Bombardment: Annie and Flo’s place in town’s history

IN FOCUS: Mark Simmons, the Hartlepool museums manager
IN FOCUS: Mark Simmons, the Hartlepool museums manager

HARTLEPOOL was suddenly in the media spotlight after the German attack which left scores of people dead. But what was our town like in 1914?

A huge range of occupations abounded in Hartlepool in the early 1900s - and it had huge implications on the ranks that men signed up for when they went to war.

Hartlepool Museums manager Mark Simmons

Hartlepool Museums manager Mark Simmons

In some of the areas worst affected by the Bombardment, there was evidence that Hartlepool was a rich source of work.

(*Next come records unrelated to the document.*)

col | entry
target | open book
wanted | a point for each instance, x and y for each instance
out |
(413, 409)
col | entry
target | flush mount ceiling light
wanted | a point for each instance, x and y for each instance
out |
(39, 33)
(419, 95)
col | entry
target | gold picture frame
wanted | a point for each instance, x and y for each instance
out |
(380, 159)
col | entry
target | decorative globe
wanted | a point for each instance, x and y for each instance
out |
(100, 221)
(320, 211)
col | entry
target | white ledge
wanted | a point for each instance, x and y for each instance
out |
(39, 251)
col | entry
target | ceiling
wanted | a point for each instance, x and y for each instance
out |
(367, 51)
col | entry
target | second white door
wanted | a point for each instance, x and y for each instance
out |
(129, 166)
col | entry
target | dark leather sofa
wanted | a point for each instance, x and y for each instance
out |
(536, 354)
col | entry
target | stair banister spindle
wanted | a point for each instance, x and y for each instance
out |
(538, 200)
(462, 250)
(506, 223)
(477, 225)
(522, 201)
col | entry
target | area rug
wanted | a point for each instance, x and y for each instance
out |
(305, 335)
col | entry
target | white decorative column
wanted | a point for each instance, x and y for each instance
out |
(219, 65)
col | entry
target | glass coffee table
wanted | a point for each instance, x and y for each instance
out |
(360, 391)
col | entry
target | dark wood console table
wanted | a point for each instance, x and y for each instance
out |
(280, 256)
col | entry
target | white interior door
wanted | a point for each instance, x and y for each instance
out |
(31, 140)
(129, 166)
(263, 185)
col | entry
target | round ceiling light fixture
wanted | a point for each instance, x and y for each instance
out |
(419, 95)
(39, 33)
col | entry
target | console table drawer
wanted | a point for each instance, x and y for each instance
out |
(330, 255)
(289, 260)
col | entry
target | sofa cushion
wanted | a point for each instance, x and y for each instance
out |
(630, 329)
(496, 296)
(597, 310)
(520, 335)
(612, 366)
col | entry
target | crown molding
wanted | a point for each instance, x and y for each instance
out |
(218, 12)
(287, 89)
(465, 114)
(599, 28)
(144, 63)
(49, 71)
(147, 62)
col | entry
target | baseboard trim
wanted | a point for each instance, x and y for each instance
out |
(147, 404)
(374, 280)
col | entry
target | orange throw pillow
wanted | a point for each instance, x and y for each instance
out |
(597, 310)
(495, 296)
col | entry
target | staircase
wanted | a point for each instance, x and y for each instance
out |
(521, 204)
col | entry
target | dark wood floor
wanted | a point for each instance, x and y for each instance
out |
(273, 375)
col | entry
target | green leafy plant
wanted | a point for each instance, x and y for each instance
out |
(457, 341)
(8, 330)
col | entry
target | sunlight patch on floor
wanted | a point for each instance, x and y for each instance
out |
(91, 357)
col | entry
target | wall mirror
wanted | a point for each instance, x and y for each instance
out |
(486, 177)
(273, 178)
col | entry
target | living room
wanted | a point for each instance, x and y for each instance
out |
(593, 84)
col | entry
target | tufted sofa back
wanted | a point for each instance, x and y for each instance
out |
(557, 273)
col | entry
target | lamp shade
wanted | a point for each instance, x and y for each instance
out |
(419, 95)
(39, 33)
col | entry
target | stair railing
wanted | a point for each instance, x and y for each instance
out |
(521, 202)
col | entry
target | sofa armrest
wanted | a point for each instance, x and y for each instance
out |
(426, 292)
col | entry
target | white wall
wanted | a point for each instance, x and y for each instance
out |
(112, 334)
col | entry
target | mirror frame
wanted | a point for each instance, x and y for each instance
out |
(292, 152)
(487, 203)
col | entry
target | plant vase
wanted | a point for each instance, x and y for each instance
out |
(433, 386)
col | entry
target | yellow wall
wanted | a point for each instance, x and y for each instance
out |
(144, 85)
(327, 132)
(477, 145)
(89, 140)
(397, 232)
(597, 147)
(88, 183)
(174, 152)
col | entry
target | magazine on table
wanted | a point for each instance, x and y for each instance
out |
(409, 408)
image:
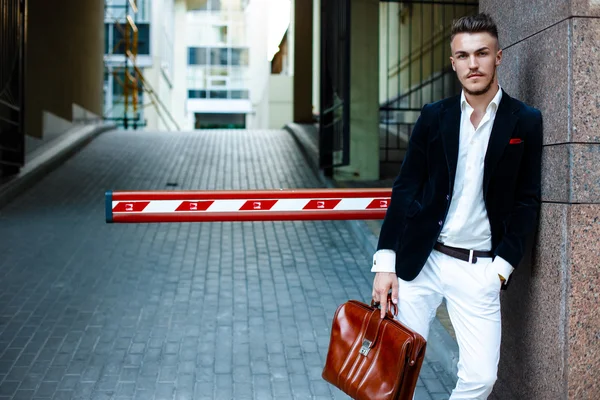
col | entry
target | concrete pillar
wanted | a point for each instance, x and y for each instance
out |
(303, 64)
(551, 313)
(316, 77)
(65, 48)
(180, 60)
(364, 93)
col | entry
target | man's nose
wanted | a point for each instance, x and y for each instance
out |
(473, 62)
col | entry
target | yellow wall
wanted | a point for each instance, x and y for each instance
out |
(65, 46)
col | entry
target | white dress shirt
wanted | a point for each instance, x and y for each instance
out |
(467, 225)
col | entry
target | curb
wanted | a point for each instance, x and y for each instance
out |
(49, 156)
(443, 349)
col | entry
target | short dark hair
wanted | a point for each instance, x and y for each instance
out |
(481, 22)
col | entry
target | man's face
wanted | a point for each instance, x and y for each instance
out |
(475, 57)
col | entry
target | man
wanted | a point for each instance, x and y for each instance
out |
(465, 200)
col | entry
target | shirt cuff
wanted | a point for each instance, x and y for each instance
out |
(384, 261)
(503, 267)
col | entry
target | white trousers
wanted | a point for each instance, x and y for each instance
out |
(472, 293)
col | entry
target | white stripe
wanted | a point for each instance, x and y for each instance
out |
(353, 204)
(161, 206)
(168, 206)
(226, 205)
(290, 205)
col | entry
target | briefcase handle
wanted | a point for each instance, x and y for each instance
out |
(392, 309)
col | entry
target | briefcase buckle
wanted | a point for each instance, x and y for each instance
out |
(366, 347)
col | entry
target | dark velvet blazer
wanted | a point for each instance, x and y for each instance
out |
(422, 192)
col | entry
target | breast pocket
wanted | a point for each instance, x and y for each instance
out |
(414, 208)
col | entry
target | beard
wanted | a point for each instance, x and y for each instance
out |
(481, 91)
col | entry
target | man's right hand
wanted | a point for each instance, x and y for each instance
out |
(381, 287)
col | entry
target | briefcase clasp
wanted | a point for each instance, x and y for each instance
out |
(366, 347)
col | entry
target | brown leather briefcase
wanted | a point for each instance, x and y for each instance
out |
(371, 358)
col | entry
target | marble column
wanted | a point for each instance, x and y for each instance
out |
(551, 313)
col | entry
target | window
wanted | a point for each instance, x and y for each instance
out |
(197, 56)
(118, 42)
(218, 94)
(196, 94)
(240, 94)
(209, 5)
(218, 56)
(239, 57)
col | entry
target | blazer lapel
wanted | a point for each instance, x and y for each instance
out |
(450, 130)
(504, 124)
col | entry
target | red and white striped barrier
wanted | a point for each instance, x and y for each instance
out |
(247, 205)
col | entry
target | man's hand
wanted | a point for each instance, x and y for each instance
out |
(381, 287)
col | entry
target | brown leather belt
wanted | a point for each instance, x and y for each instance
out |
(462, 254)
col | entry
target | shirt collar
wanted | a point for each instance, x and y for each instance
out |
(494, 104)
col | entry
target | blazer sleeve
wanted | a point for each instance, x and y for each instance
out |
(407, 184)
(523, 219)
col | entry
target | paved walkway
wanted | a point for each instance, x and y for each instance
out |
(90, 310)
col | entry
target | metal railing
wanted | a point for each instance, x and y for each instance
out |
(334, 119)
(133, 82)
(12, 89)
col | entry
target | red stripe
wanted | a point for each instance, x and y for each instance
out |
(133, 206)
(322, 204)
(250, 194)
(256, 205)
(194, 206)
(323, 215)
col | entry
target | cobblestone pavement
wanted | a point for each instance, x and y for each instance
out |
(90, 310)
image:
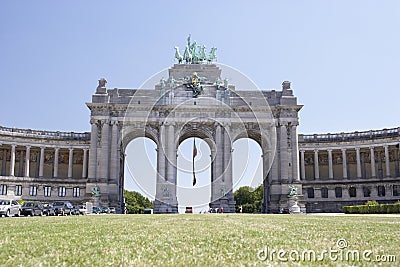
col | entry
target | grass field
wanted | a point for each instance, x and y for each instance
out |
(201, 240)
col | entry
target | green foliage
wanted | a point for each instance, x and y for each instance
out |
(190, 240)
(136, 203)
(249, 198)
(372, 207)
(372, 203)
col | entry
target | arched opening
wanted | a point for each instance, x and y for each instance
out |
(247, 171)
(247, 163)
(196, 196)
(140, 168)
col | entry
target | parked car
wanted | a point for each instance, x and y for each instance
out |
(105, 210)
(63, 207)
(75, 211)
(32, 208)
(82, 209)
(48, 209)
(96, 210)
(9, 208)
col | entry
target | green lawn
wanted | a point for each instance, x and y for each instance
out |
(185, 240)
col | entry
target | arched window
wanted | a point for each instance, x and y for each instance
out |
(324, 192)
(338, 192)
(367, 191)
(352, 191)
(381, 191)
(310, 192)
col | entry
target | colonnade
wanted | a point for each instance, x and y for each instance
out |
(344, 172)
(26, 161)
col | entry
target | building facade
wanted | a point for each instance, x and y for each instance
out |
(349, 168)
(328, 171)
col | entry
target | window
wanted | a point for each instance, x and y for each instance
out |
(47, 191)
(352, 191)
(310, 192)
(33, 190)
(18, 190)
(3, 189)
(62, 191)
(338, 192)
(367, 191)
(396, 190)
(324, 192)
(76, 192)
(381, 191)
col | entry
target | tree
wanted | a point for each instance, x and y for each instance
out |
(249, 198)
(136, 203)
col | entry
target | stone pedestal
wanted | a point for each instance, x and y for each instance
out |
(293, 206)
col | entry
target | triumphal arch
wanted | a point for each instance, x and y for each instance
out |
(195, 100)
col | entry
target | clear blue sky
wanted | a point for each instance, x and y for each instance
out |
(343, 57)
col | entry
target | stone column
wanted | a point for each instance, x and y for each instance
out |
(316, 165)
(373, 174)
(358, 158)
(70, 161)
(93, 150)
(105, 150)
(12, 161)
(219, 167)
(4, 163)
(228, 161)
(284, 153)
(303, 167)
(27, 160)
(330, 164)
(295, 151)
(161, 155)
(275, 163)
(114, 151)
(41, 163)
(84, 167)
(344, 163)
(387, 161)
(56, 150)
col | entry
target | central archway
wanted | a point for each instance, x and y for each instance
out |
(194, 190)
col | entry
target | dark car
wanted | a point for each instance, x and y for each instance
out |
(48, 209)
(63, 208)
(105, 210)
(75, 210)
(96, 210)
(32, 208)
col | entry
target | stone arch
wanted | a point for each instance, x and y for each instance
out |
(130, 133)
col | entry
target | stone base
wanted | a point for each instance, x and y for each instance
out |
(293, 206)
(229, 205)
(164, 208)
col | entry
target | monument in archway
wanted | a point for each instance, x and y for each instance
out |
(195, 100)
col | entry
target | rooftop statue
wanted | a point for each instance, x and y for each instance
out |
(195, 53)
(178, 55)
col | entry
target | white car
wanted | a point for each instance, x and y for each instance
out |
(9, 208)
(82, 210)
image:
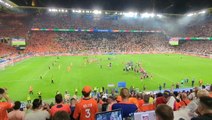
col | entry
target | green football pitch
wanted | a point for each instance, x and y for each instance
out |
(74, 72)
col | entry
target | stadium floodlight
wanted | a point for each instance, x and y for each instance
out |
(87, 11)
(190, 14)
(202, 12)
(145, 15)
(159, 15)
(6, 4)
(97, 12)
(151, 15)
(130, 14)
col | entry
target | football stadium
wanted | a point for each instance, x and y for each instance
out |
(105, 60)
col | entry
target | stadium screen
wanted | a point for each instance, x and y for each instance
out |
(174, 41)
(110, 115)
(18, 41)
(149, 115)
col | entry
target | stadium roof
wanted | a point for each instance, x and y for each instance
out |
(163, 6)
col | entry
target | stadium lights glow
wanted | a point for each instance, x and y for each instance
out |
(130, 14)
(190, 14)
(5, 4)
(159, 15)
(57, 10)
(97, 12)
(152, 15)
(196, 13)
(202, 12)
(145, 15)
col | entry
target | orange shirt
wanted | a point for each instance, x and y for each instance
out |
(185, 102)
(147, 107)
(133, 101)
(210, 94)
(86, 109)
(4, 106)
(140, 103)
(60, 107)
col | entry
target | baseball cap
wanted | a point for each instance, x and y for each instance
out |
(87, 89)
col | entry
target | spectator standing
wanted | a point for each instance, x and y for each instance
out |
(59, 105)
(37, 112)
(87, 107)
(4, 106)
(204, 109)
(16, 114)
(164, 112)
(127, 107)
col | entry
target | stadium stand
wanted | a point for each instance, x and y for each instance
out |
(98, 43)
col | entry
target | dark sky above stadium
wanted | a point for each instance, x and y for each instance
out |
(163, 6)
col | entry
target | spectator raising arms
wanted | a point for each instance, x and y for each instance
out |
(127, 107)
(87, 107)
(37, 113)
(4, 106)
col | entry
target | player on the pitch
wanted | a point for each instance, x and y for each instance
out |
(30, 90)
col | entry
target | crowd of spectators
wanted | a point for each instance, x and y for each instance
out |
(169, 105)
(75, 42)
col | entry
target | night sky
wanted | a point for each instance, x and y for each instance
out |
(163, 6)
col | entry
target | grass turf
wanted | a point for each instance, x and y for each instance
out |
(170, 68)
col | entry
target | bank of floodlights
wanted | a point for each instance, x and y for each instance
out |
(5, 4)
(54, 10)
(150, 15)
(130, 14)
(97, 12)
(196, 13)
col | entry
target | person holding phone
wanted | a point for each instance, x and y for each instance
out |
(4, 105)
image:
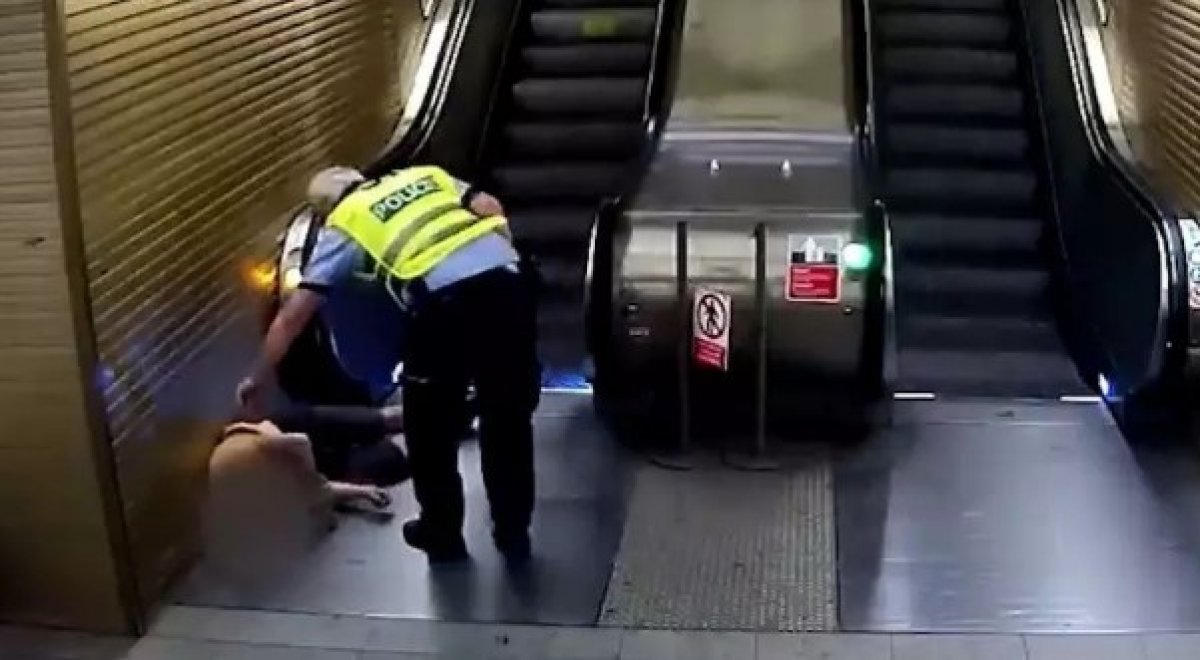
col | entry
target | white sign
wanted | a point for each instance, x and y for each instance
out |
(711, 318)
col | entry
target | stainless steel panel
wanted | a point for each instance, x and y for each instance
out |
(365, 568)
(58, 561)
(759, 133)
(196, 126)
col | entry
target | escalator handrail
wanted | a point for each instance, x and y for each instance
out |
(515, 27)
(432, 91)
(865, 103)
(1173, 322)
(868, 101)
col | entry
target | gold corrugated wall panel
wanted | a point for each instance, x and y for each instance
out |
(197, 125)
(57, 564)
(1155, 51)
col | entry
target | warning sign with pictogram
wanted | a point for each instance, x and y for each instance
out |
(711, 318)
(814, 268)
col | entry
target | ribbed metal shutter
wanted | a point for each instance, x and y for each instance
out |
(1156, 47)
(55, 561)
(196, 127)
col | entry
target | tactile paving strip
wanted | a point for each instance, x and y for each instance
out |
(718, 549)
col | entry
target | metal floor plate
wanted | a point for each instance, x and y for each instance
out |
(365, 568)
(1019, 517)
(724, 550)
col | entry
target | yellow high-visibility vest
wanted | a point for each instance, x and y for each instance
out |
(411, 220)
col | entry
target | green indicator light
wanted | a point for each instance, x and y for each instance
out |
(856, 256)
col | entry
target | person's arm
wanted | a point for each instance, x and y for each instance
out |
(483, 204)
(334, 261)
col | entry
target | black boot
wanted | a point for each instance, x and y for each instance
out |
(438, 550)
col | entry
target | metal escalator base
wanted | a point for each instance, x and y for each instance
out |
(993, 516)
(365, 568)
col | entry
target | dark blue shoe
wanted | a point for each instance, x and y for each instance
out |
(438, 551)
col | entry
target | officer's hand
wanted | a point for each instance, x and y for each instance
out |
(250, 397)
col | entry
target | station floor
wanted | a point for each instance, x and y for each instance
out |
(961, 529)
(202, 634)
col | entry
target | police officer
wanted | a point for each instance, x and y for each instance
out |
(444, 253)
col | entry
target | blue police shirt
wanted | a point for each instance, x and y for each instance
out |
(367, 324)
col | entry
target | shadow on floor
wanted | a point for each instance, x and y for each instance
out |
(365, 568)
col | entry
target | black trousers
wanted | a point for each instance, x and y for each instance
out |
(479, 331)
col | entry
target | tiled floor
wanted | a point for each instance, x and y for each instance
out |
(202, 634)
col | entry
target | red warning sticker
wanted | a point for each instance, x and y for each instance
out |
(814, 268)
(711, 329)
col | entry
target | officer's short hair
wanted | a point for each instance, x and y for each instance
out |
(328, 186)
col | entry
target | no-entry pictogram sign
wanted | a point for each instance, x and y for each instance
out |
(711, 317)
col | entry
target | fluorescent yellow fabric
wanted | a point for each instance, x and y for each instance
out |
(411, 220)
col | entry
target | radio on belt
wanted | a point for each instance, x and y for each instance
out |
(814, 268)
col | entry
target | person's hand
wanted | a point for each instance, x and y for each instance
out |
(250, 397)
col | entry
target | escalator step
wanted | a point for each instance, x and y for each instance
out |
(562, 277)
(954, 102)
(552, 228)
(978, 333)
(588, 59)
(581, 96)
(960, 240)
(953, 5)
(909, 142)
(958, 64)
(977, 292)
(1021, 373)
(593, 24)
(592, 141)
(959, 29)
(523, 183)
(960, 187)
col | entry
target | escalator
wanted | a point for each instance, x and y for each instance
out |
(565, 131)
(964, 178)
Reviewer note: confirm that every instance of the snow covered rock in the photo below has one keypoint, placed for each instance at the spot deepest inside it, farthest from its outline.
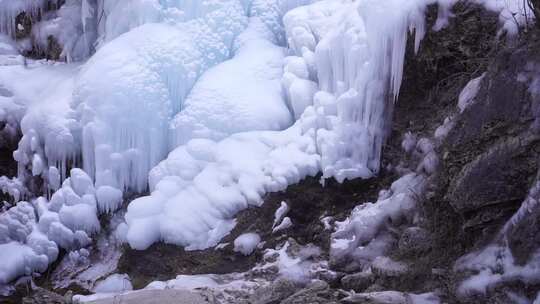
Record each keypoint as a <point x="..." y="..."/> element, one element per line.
<point x="384" y="267"/>
<point x="362" y="236"/>
<point x="246" y="243"/>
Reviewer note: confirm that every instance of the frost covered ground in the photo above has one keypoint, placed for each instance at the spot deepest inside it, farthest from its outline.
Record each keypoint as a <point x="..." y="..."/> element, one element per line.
<point x="203" y="108"/>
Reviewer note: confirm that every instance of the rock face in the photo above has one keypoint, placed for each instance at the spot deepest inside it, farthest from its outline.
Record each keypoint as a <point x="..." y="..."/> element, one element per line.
<point x="493" y="148"/>
<point x="414" y="241"/>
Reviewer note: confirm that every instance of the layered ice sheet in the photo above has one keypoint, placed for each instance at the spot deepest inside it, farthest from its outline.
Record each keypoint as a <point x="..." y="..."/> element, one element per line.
<point x="199" y="188"/>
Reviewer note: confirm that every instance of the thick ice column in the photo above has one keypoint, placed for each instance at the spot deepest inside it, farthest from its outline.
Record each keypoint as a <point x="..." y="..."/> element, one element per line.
<point x="357" y="51"/>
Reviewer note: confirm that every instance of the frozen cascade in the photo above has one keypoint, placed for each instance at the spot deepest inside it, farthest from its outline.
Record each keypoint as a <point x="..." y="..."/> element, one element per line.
<point x="344" y="71"/>
<point x="183" y="208"/>
<point x="131" y="87"/>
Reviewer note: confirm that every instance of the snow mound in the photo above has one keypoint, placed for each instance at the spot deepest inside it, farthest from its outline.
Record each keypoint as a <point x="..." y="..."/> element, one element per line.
<point x="114" y="283"/>
<point x="246" y="243"/>
<point x="362" y="236"/>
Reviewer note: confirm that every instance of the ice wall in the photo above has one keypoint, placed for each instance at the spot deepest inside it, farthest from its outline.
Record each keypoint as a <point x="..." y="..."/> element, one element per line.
<point x="129" y="90"/>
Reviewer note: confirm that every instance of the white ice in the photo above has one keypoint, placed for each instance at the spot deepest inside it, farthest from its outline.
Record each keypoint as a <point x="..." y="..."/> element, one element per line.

In Northgate for example, residents held down jobs including piano selling, draper, tobacconist, building society secretary, confectioner and watch maker.

And in the home of the Kay sisters - in Cliff Terrace - one held down a very important job.

Florence Kay, 32, ran a warehouse for baby linen which was a vital trade in the days before disposable nappies.

The names of Annie, 34, and Florence Kay are written into the Hartlepool history books. One of the first shots fired at the Hartlepools hit their home and killed them.

The fact that Florence ran a successful business was one example of the variety of employment in the town.

Hartlepool museums manager Mark Simmons said: “The population of the borough was something like 68,000 but the number of people coming in and out of Hartlepool was 10,000 to 20,000.

“People were travelling in to work in the shipyards.

At the time, Gray and Co offered really good wages and workers, particularly from Scotland during the 1880s onwards, came in.

“Grays was known for winning the blue riband for six years. It was awarded to the shipyard with the highest production.”

Yet even the best paid worker would have found it difficult to rise through the ranks once they were called up for service.

People could only become guard officers if they could afford the £500 cost of uniform and equipment which had to be paid for by the individual, said Mr Simmons.

“It is why ordinary men did not get to become officers,” said Mr Simmons.

Even skilled workers would probably not have earned enough to reach that rank.

“It was a strongly divided society,” said Mark.

A trained professional would earn around £50 a year but a doctor around £500.

It meant the rank and affordability of officer status in the Army went to a chosen few.